Nuova condanna per Sami Hourani: Masafer Yatta resta nel mirino

di Micol Meghnagi

Il Manifesto, 30 novembre 2024.  

L’accusa: aver aggredito un soldato nel 2021, ma le prove dicono altro. La guerra silenziosa nella Cisgiordania occupata.

Coloni nelle comunità a sud di Yatta. Youth of Sumud

Nelle prime ore del 26 novembre, nel piazzale polveroso davanti al tribunale militare israeliano di Ofer, nei sobborghi di Ramallah, decine di attivisti palestinesi e solidali si sono riuniti in attesa del verdetto giudiziario a Sami Hourani, fondatore di Youth of Sumud e coordinatore dei Comitati Popolari palestinesi. Sull’asfalto giacciono i resti di pallottole di gomma esplose e di munizioni usate.

All’inizio del 2021 Hourani e altre centinaia di palestinesi avevano organizzato una marcia per chiedere verità e giustizia per Harun Abu Aram, ucciso dall’esercito israeliano per aver tentato di evitare il furto di un generatore elettrico da parte delle forze dell’esercito israeliano. Abu Aram è stato colpito da una pallottola in testa mentre si trovava nella sua casa ad Al-Rakeez, villaggio palestinese alle pendici delle colline di Masafer Yatta, nell’area C della Cisgiordania occupata, sottoposta al completo controllo militare e amministrativo israeliano e regolata da circa 2.500 ordini militari che condizionano quasi ogni aspetto della vita dei palestinesi.

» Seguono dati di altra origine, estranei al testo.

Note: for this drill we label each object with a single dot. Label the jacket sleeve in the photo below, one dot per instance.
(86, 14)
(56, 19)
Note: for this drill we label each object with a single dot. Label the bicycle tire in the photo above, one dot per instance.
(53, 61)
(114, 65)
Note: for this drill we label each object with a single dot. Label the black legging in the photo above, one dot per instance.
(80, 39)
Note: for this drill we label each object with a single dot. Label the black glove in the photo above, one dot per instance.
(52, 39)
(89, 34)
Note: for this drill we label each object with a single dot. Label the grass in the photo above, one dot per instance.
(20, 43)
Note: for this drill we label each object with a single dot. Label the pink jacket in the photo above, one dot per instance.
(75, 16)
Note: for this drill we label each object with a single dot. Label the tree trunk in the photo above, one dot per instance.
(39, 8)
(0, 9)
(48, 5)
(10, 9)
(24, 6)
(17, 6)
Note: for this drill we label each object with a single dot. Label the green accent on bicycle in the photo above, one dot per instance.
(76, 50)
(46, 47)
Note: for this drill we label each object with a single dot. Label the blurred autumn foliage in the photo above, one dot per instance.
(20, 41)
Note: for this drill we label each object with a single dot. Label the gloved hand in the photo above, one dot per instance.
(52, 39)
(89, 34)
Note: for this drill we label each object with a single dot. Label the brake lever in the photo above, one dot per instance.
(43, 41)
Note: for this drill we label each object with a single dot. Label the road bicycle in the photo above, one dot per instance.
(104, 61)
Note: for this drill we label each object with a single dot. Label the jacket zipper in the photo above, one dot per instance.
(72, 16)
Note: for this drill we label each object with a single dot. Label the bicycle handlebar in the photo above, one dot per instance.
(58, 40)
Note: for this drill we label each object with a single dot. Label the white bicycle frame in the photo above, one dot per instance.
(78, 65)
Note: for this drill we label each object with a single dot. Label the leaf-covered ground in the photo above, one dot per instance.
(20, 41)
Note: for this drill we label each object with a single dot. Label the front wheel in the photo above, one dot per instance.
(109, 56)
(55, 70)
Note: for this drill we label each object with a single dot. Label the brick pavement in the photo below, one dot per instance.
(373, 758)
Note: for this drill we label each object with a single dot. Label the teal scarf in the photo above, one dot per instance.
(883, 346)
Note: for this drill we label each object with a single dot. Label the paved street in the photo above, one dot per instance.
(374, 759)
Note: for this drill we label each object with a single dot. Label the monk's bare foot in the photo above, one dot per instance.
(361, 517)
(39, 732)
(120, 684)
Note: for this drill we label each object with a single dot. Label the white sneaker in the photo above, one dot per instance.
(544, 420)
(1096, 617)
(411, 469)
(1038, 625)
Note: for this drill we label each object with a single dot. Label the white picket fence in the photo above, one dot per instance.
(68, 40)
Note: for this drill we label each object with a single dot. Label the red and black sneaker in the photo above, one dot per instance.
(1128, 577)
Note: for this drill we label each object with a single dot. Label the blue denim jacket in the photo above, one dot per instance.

Nonostantele centinaia di prove presentate da attivisti palestinesi, internazionali e israeliani che dimostrano come Hourani non abbia aggredito nessuno, ma sia stato invece l’esercito israeliano ad attaccare la manifestazione pacifica, il tribunale ha emesso un verdetto a suo sfavore per «aggressione a un soldato» e «ostruzione a un soldato durante il servizio»: «Dopo tre anni di lotta giudiziaria, vengo condannato a un mese di carcere con la sospensiva per aver preso parte a una manifestazione non violenta, mentre gli assassini di Harun Abu Aram sono ancora liberi», ha dichiarato Hourani che sarà automaticamente costretto a scontare un mese di carcere se verrà condannato per lo stesso reato entro il prossimo anno.

La famiglia Hourani è da decenni bersaglio delle vessazioni dell’occupazione militare israeliana. «Solo qualche giorno fa mio fratello Mohammed è stato picchiato a sangue da un gruppo di coloni armati mentre pascolava con il nostro gregge, mentre mio padre è vittima di soprusi quotidiani e incarcerazioni illegali», aggiunge Sami. La dimora della sua famiglia, nel villaggio di At-Tuwani, è da tempo un crocevia di attivisti solidali e simbolo della resistenza non violenta nella regione di Masafer Yatta, che negli anni ’80 è stata dichiarata zona di addestramento militare. Da allora «i residenti palestinesi si vedono negato l’accesso a reti idriche ed elettriche e sono sotto la minaccia costante di demolizioni e sfratti».

La sentenza contro Hourani si colloca all’interno di un sistema punitivo legalizzato, in cui la detenzione è usata come strumento di controllo e oppressione nei confronti della popolazione palestinese. Secondo il report «Welcome to Hell», pubblicato ad agosto dall’organizzazione israeliana per i diritti umani B’Tselem, il tasso di condanna dei palestinesi processati nei tribunali militari raggiunge il 99,9%.

Poco primadell’inizio dell’offensiva contro Gaza, il numero complessivo di palestinesi incarcerati da Israele e classificati come «prigionieri di sicurezza» era di 5.192, di cui circa 1.319 in detenzione amministrativa, ovvero senza accuse formali e possibilità di difesa. A luglio 2024, il numero di palestinesi incarcerati nelle prigioni israeliane è salito a 9.623, di cui 4.781 detenuti senza processo.

«Sotto la copertura della guerra a Gaza, i coloni stanno lavorando per realizzare l’obiettivo statale di annichilire la Cisgiordania», ha avvertito B’Tselem a qualche giorno dall’attacco di Hamas nel sud di Israele lo scorso 7 ottobre. In Cisgiordania è in corso una guerra silente: coloni armati, avallati dall’esercito, si aggirano tra i villaggi, reprimono gli attivisti, arrestano, minacciano, distruggono le comunità palestinesi. «L’obiettivo ultimo è portare a termine il processo di pulizia etnica in Palestina», conclude Hourani.